Voilà que tout se brouille, jusque dans les lycées, dans ce « secondaire » dont on verra bien un jour qu'il est plus malade encore que le supérieur. Or on peut soutenir des théories brillantes sur la société sans savoir pour autant ce que l'on fera du petit si l'année s'achève mal pour lui. Et plus le petit est grand, plus grand le désarroi. Plus grande l'inquiétude égoïste, et légitime, pour l'avenir immédiat d'un ou deux ou trois étudiants que l'on tient parfois à bout de bras. Avant de refaire le monde, il faut achever ses enfants. Et cela n'apparut jamais si long, si périlleux, si troublant. Le plus troublant, dans l'aventure que nous sommes en train de vivre, étant peut-être que les parents n'y ont joué et n'y jouent aucun rôle en tant que tels.
Les jeunes gens ne leur en veulent pas, ils les ignorent. L'insurrection n'est pas dirigée contre eux, ils en sont exclus. Même aux plus jeunes, ils n'ont pas eu à expliquer la nature de la situation. Ce sont les lycéens qui ont été chargés, au contraire, de la faire comprendre chez eux.
Ceux-là s'y sont employés, certes, avec plus de conviction quand ils avaient rapporté, ces dernières semaines, « de bons carnets ». Les malheureux titulaires de mauvais carnets ont généralement jugé qu'ils avaient intérêt à ne pas se mettre en flèche. Ils n'en sentent pas moins, fût-ce confusément, que les parents sont littéralement hors du circuit.
Pour les étudiants, la question ne se pose même pas. Lorsque, financièrement, ils sont entièrement dépendants, ils fournissent seulement quelques explications. Ce faisant, c'est eux qui agissent en « parents », en ce sens qu'ils décrivent la réalité et la nécessité pour leur famille de s'y adapter. La situation inverse, classique depuis des millénaires, est curieusement renversée.

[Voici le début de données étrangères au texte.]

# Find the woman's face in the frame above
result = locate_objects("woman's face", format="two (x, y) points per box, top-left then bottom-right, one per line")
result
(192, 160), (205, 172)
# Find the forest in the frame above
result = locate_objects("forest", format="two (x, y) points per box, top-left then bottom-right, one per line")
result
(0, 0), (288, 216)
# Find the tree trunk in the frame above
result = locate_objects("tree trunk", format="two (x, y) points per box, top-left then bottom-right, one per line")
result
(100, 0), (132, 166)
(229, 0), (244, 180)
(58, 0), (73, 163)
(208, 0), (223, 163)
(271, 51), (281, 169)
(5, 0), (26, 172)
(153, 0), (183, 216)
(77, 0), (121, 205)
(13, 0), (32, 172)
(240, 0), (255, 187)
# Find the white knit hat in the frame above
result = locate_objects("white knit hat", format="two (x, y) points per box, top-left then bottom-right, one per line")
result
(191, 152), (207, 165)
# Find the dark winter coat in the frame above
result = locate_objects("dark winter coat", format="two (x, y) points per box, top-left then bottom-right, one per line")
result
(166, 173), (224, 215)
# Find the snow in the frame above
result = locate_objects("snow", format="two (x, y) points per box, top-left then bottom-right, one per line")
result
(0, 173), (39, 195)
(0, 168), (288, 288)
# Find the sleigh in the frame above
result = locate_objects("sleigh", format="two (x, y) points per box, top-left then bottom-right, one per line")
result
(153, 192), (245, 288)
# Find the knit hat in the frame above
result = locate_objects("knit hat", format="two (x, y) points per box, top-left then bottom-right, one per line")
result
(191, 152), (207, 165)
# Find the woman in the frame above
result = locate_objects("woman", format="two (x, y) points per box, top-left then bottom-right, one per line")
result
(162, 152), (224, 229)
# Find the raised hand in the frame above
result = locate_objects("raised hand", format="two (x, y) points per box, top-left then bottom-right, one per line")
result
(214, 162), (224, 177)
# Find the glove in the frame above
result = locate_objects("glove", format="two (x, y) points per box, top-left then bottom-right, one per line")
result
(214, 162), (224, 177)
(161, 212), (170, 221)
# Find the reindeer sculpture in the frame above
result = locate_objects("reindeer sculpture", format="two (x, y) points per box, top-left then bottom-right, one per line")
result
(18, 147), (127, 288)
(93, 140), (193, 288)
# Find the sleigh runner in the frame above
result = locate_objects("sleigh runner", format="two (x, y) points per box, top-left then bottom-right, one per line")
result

Quant au conflit lui-même, il est bien clair qu'il n'a opposé pas deux générations à l'intérieur des familles, mais une génération, la nouvelle, à la société dans ses diverses incarnations. Tout se passe comme si cette société s'était substituée à l'autorité paternelle, y compris comme cible d'agression. Peut-être assistons-nous à la première manifestation visible, sensible, d'un phénomène profond.
La famille, qu'est-ce que c'est ? La première organisation sociale à l'intérieur de laquelle l'enfant se heurte au « principe de réalité », et apprend qu'il ne peut pas se consacrer à la libre satisfaction de ses besoins instinctuels, au plaisir élémentaire. La répression ou la modification de ces instincts, c'est la loi de civilisation. Au long des siècles, la famille, les parents, le Père, ont transmis personnellement aux enfants les règles répressives et les valeurs dominantes destinées à former une conscience morale qui les soutiendra dans cette lutte permanente qu'est le détournement des instincts à des fins utiles.
Valeur fondamentale pour le développement de la civilisation : le travail, le labeur, qui est aussi peu naturel que possible. Non seulement il n'est pas plaisir primaire, mais il est déplaisir. Pour que l'homme y investisse, cependant, la plus grande part de son énergie, il faut qu'il apprenne très tôt à détourner celle-ci de ce qui lui apporterait le plaisir, et à y trouver des satisfactions au second degré.
Cette mutilation, ce renoncement au bonheur élémentaire, c'est le sacrifice que l'animal humain s'est en quelque sorte consenti à lui-même pour devenir l'être humain. C'est le sacrifice que chaque enfant d'homme est contraint de renouveler pour son compte. Ses parents l'y obligent, lui imposent de l'extérieur des interdits, qui deviennent des interdits intérieurs, et que l'on ne transgresse pas sans se sentir coupable. Seul l'imaginaire reste libre, indomptable.
Tout cela ne se passe pas sans douleur ni souffrances dont l'homme garde toujours des cicatrices, et parfois davantage. Transmis de père en fils, de génération à génération, ce capital de contraintes est tout bonnement ce qu'on appelle l'éducation. Chacun le reçoit pour le meilleur et pour le pire.
Vient dans chaque vie le moment de la révolte contre le Père. L'instinct voudrait que le fils l'agresse et l'élimine pour prendre sa place. La conscience qu'il a formée le lui interdit. Le renoncement à la satisfaction de cet instinct-là et au rêve de réintégrer le ventre de sa mère, fait l'individu adulte.
Or il se passe aujourd'hui, semble-t-il, des choses étranges. Ce ne sont plus les parents qui transmettent les règles, les valeurs, les modèles, l'image de la réalité à laquelle il faut soumettre ses instincts. L'éducation n'est plus individuelle, avec toute la marge de souplesse que cela laissait à la personnalité privée. Ce sont les moyens de communication de masse, la télévision, la radio, les bandes dessinées, le cinéma, qui fournissent les modèles du bon jeune homme, comme du mauvais, de « l'adapté qui réussira parce qu'il est efficace », comme du rebelle. La marge laissée au non-conformisme individuel, à l'intérieur d'une attitude néanmoins sociale, devient infime, tant est forte la pression qui va du mode de vie à la façon d'aimer, de s'habiller ou de prendre des vacances.
On en arrive à une sorte d'éducation socialisée, standard, extérieure à la famille, qui se trouve ainsi n'être plus la cible, le moment venu de l'insurrection. C'est l'autorité, la domination diffuse de la société qui en fait fonction.
Pour cette raison ou pour une autre, la mère et le père de grands enfants sont sans doute nombreux à se sentir, à travers cette crise, nourrice et banquier, mais aussi figurants.